“An increased focus on South Africa’s old vines has elicited world-wide interest in the country’s wine heritage and the industry itself, with wines made from fruit sourced from these heritage vines proving their mettle,” says André Morgenthal of the Old Vine Project (OVP).
He says that membership of the OVP has grown from 10 members late last year, to over 40 now, including a number of cooperative producers, with over 80% of old-vine wines represented within these systems. The rising interest in the OVP has also been seen at tastings in London and Canada, supported and organised by Wines of South Africa (WOSA), as well as locally at Klein Karoo Klassique and the US Woordfees.
The OVP was established in 2016 with seed funding from the Rupert Foundation, although the effort to document SA’s old vines was started by viticulturist Rosa Kruger back in 2002. Named International Wine Personality of the Year at the 2018 International Wine Challenge, she’s still the driving force behind the project. Under her leadership, the Certified Heritage Seal was launched earlier in 2018, highlighting South Africa as the first country to certify via a single industry body (SAWIS), vineyard blocks older than 35 years. It is considered an important step in protecting old vines and has become a high-profile marketing strategy, setting a standard and establishing a new category, to highlight the depth of character evident in wines made from older vines.

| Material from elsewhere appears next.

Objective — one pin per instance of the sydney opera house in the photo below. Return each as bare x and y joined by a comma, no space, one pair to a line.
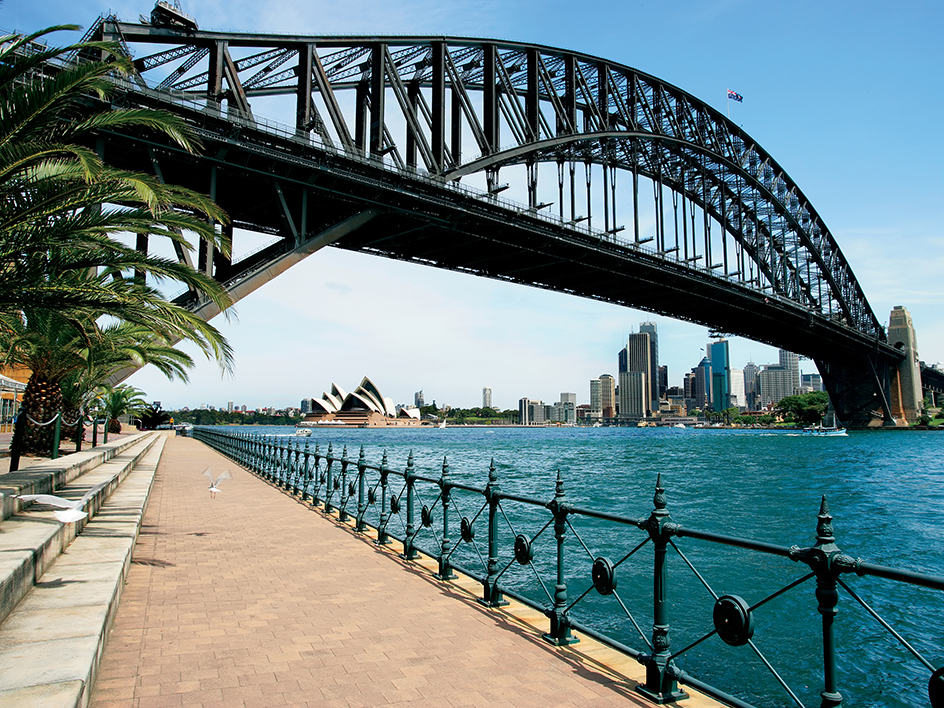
362,407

International wine expert Tim Atkin, states: “It’s no surprise to me that a significant number of my wines and winemakers of the year have an old vine connection, confirming how vital the OVP is to the SA wine industry and why the country’s heritage vineyards are so unique.”
In a recent report on Vinous.com, Neal Martin noted that “SA has one big advantage over much of the New World…old vines.”

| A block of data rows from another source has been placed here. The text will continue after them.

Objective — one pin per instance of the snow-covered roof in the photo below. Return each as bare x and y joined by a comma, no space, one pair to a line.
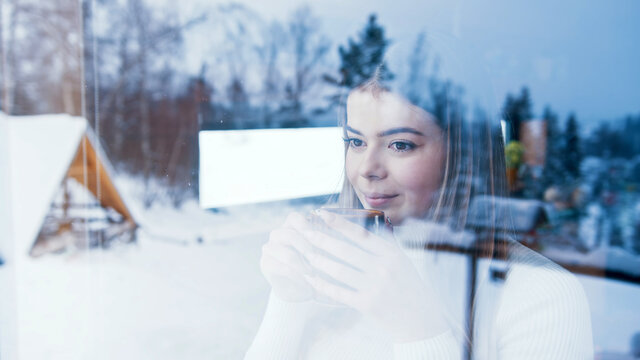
41,151
515,214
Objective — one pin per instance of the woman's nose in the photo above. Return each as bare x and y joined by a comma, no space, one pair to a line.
372,166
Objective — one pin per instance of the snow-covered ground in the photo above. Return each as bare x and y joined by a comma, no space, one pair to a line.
169,296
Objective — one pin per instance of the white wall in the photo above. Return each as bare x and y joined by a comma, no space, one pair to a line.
7,271
249,166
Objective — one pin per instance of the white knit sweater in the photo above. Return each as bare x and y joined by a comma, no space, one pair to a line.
539,312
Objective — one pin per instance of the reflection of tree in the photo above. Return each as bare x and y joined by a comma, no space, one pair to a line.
363,58
516,110
42,57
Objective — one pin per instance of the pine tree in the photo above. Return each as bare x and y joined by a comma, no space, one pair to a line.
553,172
572,152
516,110
363,58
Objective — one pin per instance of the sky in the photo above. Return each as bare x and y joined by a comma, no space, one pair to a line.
575,56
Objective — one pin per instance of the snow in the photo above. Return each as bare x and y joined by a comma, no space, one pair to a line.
521,215
290,163
160,299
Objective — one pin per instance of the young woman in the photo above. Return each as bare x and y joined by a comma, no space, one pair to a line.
397,302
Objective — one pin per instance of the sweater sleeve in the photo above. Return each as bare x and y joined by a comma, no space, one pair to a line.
281,331
544,314
443,346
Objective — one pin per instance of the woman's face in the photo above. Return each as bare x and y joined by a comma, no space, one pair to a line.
395,155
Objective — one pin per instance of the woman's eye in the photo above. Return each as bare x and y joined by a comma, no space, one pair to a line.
354,143
402,146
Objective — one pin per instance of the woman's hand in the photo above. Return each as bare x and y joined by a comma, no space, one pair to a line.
282,263
385,285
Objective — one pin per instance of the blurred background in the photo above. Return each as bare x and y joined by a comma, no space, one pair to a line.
147,148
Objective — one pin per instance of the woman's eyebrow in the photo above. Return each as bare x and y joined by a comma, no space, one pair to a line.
349,128
400,130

Morgenthal revealed that old vine category pricing research, undertaken in a collaboration between Winetech, the University of Cape Town Graduate School of Business and the University of Stellenbosch, revealed some exciting results. Co-authors Jonathan Steyn and David Priilaid, from UCT’s School of Management Studies, constructed a pricing model to answer the question of whether, to what extent and how wine price-setters in the supply chain prioritise old vine bottle cues, relative to more conventional extrinsic cues of worth.

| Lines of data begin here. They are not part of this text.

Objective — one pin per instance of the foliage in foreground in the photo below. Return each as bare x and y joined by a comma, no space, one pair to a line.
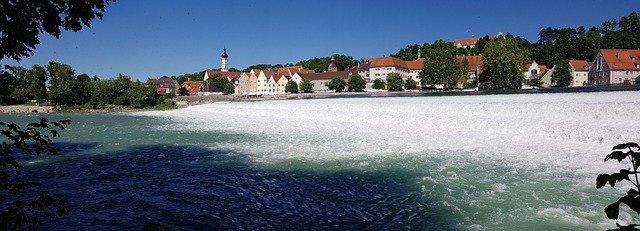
21,206
632,199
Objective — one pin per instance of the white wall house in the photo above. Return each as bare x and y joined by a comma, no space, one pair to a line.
615,67
580,72
380,68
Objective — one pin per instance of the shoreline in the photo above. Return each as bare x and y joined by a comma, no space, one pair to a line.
187,101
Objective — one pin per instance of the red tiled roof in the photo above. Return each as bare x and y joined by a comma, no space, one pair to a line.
162,80
416,65
622,59
193,87
226,74
326,75
580,65
387,62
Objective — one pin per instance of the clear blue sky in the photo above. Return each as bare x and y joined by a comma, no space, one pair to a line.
146,39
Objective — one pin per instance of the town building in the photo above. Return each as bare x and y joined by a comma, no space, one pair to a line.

Steyn said of the findings: “In addition to the contribution of established cues such as aggregate ratings, exemplar brands, prototypical varieties, and origin, our study confirmed that vine age contributes significantly to wine price.”
He added: “The Certified Heritage Seal is an important step and is likely to sharpen the category boundaries, globally. The sharpening of the value proposition through such objective criteria may inspire greater confidence amongst price-setters in the ability of old vine cues on wine labels and associated marketing to unlock further value. This is crucial in the current global competitive environment.”